Die Ideen sind hier im kantischen Sinne gedacht. Die Vernunft, oder der Verstand, was für Kant das Selbe ist, kann beliebige Urteile bilden. Aber nur solche Urteile, die an der sinnlichen Erfahrung überprüft werden können, sind beweisbar. Freiheit, Gerechtigkeit, Unsterblichkeit oder Gott sind nirgendwo in der sinnlichen, der "realen" Welt vorzufinden, demzufolge auch nicht beweisbar. Sie existieren (nur) als Ideen im Verstand. Die sinnliche Wahrnehmung und der Verstand stehen bie den höchsten Ideen in krassem Kontrast.
Hölderlich meint dagegen, dass die höchste Idee die Idee der Schönheit sein soll. "Der höchste Akt der Vernunft (ist) ein ästhetischer Akt und Wahrheit und Güte (sind) nur in der Schönheit verschwistert". Der ästhtetische, das heißt sinnliche Akt als höchster Akt ist die Verwirklichung der Eudaimonia, oder - wie Kant es sagt - der Glückseligkeit.
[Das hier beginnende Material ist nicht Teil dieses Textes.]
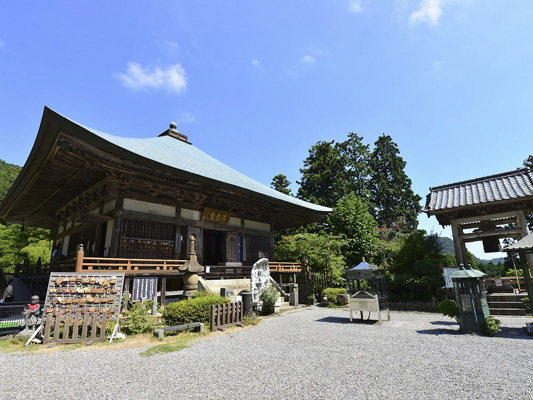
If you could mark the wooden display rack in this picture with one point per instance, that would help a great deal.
(78, 306)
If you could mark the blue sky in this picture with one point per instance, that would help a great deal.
(256, 83)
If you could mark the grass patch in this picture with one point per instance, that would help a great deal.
(177, 344)
(9, 324)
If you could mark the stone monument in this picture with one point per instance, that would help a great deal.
(31, 315)
(191, 269)
(260, 278)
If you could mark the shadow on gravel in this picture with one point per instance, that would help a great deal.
(340, 320)
(447, 323)
(439, 331)
(513, 333)
(506, 333)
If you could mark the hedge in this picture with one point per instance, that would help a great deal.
(194, 310)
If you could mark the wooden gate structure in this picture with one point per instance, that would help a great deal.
(485, 209)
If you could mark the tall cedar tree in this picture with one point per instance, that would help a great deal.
(322, 170)
(390, 188)
(281, 184)
(355, 157)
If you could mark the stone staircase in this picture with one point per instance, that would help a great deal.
(506, 304)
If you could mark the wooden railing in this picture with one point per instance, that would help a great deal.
(132, 266)
(225, 315)
(509, 282)
(287, 267)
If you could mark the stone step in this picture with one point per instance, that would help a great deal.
(507, 311)
(501, 297)
(506, 304)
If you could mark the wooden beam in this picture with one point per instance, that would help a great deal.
(501, 233)
(459, 257)
(488, 217)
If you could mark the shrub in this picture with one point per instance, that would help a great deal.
(333, 294)
(490, 325)
(269, 296)
(137, 319)
(197, 309)
(449, 308)
(527, 306)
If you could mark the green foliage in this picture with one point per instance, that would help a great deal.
(17, 245)
(490, 325)
(351, 221)
(416, 273)
(269, 296)
(323, 252)
(137, 319)
(322, 170)
(527, 306)
(193, 310)
(110, 327)
(333, 294)
(8, 174)
(281, 184)
(449, 308)
(390, 188)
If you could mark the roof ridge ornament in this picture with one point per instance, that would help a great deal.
(173, 132)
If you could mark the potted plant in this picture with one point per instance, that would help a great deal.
(269, 296)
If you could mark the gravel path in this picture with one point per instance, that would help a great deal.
(314, 353)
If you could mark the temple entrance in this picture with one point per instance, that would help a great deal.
(213, 249)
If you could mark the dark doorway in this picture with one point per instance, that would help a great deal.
(213, 247)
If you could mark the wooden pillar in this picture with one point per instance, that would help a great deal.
(527, 276)
(522, 224)
(460, 248)
(79, 259)
(117, 225)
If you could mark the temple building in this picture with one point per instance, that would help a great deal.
(143, 198)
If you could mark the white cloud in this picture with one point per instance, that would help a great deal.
(429, 12)
(171, 45)
(355, 6)
(172, 78)
(186, 117)
(307, 60)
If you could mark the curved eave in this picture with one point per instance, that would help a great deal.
(44, 148)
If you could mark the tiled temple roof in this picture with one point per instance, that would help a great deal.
(511, 185)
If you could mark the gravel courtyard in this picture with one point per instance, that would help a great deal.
(312, 353)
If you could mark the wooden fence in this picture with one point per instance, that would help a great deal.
(225, 315)
(75, 328)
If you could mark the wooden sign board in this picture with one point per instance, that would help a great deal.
(144, 289)
(216, 216)
(84, 292)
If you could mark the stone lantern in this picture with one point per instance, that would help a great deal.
(191, 269)
(471, 298)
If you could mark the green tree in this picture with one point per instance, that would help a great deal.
(528, 162)
(390, 188)
(281, 184)
(351, 221)
(322, 173)
(416, 273)
(17, 244)
(8, 174)
(355, 157)
(322, 251)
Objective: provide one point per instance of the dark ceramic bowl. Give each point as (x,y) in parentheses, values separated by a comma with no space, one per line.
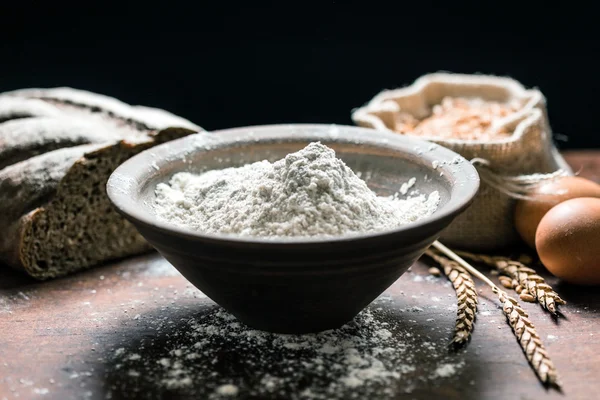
(295,285)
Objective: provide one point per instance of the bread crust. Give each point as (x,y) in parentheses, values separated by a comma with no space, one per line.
(55,216)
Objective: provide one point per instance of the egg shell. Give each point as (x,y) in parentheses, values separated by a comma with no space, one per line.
(568,241)
(529,213)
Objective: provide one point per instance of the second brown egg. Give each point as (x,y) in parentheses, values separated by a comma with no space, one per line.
(529,213)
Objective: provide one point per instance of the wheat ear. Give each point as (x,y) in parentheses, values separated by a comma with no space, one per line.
(518,320)
(524,280)
(466,296)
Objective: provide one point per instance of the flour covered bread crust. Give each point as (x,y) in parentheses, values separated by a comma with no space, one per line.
(57,149)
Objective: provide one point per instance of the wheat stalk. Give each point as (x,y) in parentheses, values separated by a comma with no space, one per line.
(518,320)
(524,280)
(466,295)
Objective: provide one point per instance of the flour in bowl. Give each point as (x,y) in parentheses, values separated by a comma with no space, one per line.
(307,193)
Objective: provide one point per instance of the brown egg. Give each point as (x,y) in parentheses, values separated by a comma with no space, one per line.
(529,213)
(568,241)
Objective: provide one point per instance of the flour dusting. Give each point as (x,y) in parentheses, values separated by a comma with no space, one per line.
(307,193)
(214,356)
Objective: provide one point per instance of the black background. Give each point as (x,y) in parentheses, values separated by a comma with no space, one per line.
(225,64)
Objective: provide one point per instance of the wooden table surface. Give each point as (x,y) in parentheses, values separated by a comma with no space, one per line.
(62,339)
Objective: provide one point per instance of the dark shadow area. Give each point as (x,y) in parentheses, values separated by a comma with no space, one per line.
(192,354)
(12,279)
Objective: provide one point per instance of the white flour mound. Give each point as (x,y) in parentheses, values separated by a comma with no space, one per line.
(308,193)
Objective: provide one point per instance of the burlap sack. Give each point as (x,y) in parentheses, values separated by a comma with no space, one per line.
(503,163)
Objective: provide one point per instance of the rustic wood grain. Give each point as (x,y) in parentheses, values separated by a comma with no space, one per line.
(61,335)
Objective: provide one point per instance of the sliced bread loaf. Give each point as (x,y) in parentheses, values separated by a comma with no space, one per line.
(57,150)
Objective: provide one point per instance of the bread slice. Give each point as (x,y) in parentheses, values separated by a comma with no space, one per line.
(57,149)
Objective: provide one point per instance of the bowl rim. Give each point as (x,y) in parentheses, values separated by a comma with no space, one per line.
(122,185)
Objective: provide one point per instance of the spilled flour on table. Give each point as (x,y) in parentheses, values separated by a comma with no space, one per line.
(214,356)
Dies ist im ersten Teil von "Hälfte des Lebens" dargestellt.
Das Gedicht ist streng dialektisch aufgebaut. Während die erste Hälfte durch die Zu-Neigung und die "Innigkeit" gekennzeichnet ist, steht in der zweiten Strophe alles sprachlos und frostig hart getrennt gegeneinander: "Sprachlos und kalt stehen die Mauern, im Winde klirren die Fahnen". Die Zweite Strophe bildet einen sehr harten, abrupten Wechsel der Stimmung. Unvermittelt folgt auf die innige Stimmung und die trunkenen Küsse der Schwäne der Klageschrei: Weh Mir!

Die erste Strophe folgt sehr genau einem Muster, das häufig bei Hölderlin zu finden ist. Man kann deutlich eine Bewegung von oben nach unten feststellen. Ganz oben die Birnen, darunter neigen sich die wilden Rosen zum See, der ganz unten liegt. Die Mitte des Gedichtes wird durch die Schwäne gebildet, die ihre Köpfe noch tiefer bewegen, sie "tunken das Haupt ins heilignüchterne Wasser". Unwillkürlich empfindet man, wie das Bild sich am Wasser spiegelt: je tiefer man geht, desto mehr spiegelt sich das Oben. Das Bild ist in "Menons Klage" noch vollständig ausgebaut. Beim Niedersehen in die Wasser spiegeln sich die silbernen Wolken und das ätherische Blau. Die Schwäne bilden genau die Mitte des Bildes: sie schwimmen auf dem Wasser, haben aber zugleich das Haupt unter dem Wasserspiegel. Genau an der Wasserlinie reflektiert sich das Bild: das erste, was sich widerspiegelt, sind die Schwäne. Darum steht die Zeile "Ihr holden Schwäne" genau in der Mitte der Strophe.
Die selbe Bewegung findet sich etwa in dem kurzen Gedicht "Winkel von Hardt":

Hinunter sinket der Wald,
Und Knospen ähnlich, hängen
Einwärts die Blätter, denen
Blüht unten auf ein Grund, ...

Selbst in seinen späten, unvollendeten Werken bleibt diese Bewegung erhalten. In einem späten Entwurf, der "Griechenland" überschrieben ist, heißt es:

O ihr Stimmen des Geschicks, ihr Wege des Wanderers!
Denn an der (Augen) Schule Blau,
Fernher, am Tosen des Himmels
Tönt wie der Amsel Gesang
Der Wolken heitere Stimmung, gut
Gestimmt vom Dasein Gottes, dem Gewitter.
Und Rufe, wie Hinausschauen zur Unsterblichkeit und Helden;
Viel sind Erinnerungen. Wo darauf
Tönend wie des Kalbs Haut,
Die Erde, von Verwüstungen her...
Großen Gesetzen nachgehet.

Die Stimmen des Geschickes sind es, die den Wanderer - den Menschen, der auf seinem Wege unterwegs ist, vielleicht der suchende Mensch schlechthin - auf seinem Weg geleiten. Es sind viele Stimmen zu hören, die ein großes Konzert bilden: der Himmel tost, die Wolken singen wie die Amsel, Rufe nach der Unsterblichkeit und nach den Helden tönen und die Erde antwortet mit mächtigem Klang wie von Trommeln - auf Kalbshaut. Die Rufe nach Unsterblichkeit und nach den Helden sind es wohl, die den Wanderer auf seinen Weg rufen. Es sind die Rufe der Menschen, die sich aus der Enge des Alltags in die Unsterblichkeit sehnen. Geschult werden sie durch das Hinaufschauen zum Himmel.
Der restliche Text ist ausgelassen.